Pointing out that India’s economy is growing only a little slower than China’s, Transport Intelligence reports interest in logistics on the Asian Subcontinent is on the rise. India could offer even more opportunities than China, says the U.K.-based consulting firm.
As Transport Intelligence was expressing its opinion, British Airways World Cargo (BAWC) was in the process of launching a scheduled trucking service in India covering Ahmedabad, Bangalore, Chennai, Delhi, Hyderabad, Kolkata, Mumbai, Pune and Cochin. Six bi-directional, daily services will move import and export freight to and from the interior. The BAWC move will allow shippers more opportunity to move freight that had been constrained by limited interior air services.

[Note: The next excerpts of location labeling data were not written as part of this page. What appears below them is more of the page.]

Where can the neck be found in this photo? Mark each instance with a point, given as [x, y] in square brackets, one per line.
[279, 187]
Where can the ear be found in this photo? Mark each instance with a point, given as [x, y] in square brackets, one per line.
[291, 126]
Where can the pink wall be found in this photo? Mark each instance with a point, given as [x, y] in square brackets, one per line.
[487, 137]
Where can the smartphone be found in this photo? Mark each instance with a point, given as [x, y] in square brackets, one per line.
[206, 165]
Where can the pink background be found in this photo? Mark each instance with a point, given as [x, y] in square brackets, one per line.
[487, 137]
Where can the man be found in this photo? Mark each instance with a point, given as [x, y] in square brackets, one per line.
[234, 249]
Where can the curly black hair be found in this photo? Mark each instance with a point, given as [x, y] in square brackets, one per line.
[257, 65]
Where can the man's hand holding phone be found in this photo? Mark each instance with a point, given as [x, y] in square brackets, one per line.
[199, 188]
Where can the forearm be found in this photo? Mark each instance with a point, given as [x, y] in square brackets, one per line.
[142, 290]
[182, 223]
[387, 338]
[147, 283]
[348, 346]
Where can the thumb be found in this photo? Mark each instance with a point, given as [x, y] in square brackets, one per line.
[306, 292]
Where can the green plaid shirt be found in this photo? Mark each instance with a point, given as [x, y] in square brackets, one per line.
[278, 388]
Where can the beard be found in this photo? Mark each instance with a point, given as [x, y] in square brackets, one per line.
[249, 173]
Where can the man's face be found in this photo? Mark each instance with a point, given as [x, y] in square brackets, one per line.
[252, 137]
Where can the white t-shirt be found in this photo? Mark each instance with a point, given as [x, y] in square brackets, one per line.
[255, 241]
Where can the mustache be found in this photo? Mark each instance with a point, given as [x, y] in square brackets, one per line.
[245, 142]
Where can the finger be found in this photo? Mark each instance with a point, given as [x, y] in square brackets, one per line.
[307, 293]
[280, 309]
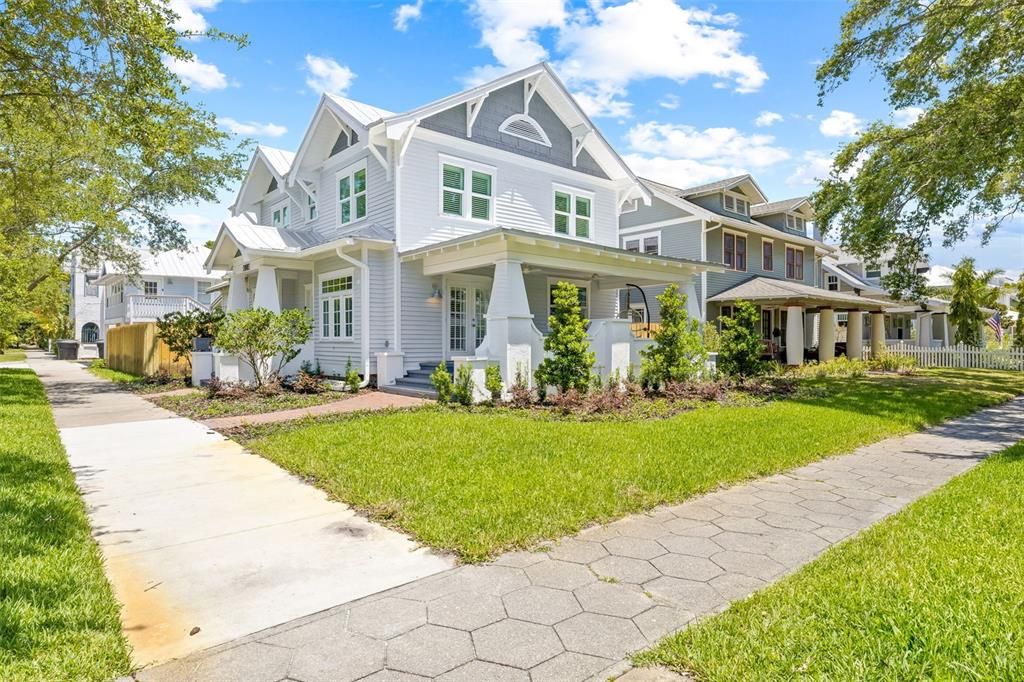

In separate news, Indian Railways announced rate increases. The railroad, which has seen steady declines in freight traffic, had not raised rates for three years. It could no longer continue to absorb cost increases.
Rail makes up only 30% of freight volume in India. It had accounted for 90% of the freight traffic in 1950 but fell to 70% by 1970 and 45% by 1990.
With a fast-growing economy, the Indian government plans to invest $17 billion in transport infrastructure by 2010. “At present, bottlenecks and delays are endemic within the country’s road, air and sea networks, hindering investment by foreign companies,” comments Transport Intelligence. about a quarter of the $17 billion will be spent on modernizing airports. India’s national airline, Air India, has also announced expansion plans. It will increase fleet size from 34 to 74 to 2013. The airline is also buying 18 short-haul Boeing 737s.
With delays at India’s 12 major ports currently running as long as three and a half days to turn a ship, India is planning additional container terminals and dredging between Sri Lanka and India to help cut transit times.
Highways will also expand, with the government expected to build an additional 10,000 km (6,215 miles) roads.
Transport Intelligence sounds one note of caution. Economic reform is not moving as fast as in China, in part because the government has focused on the service sector and attracting information technology and call centers rather than on developing manufacturing. This has led to a gap between economic growth and the growth of freight volumes in India.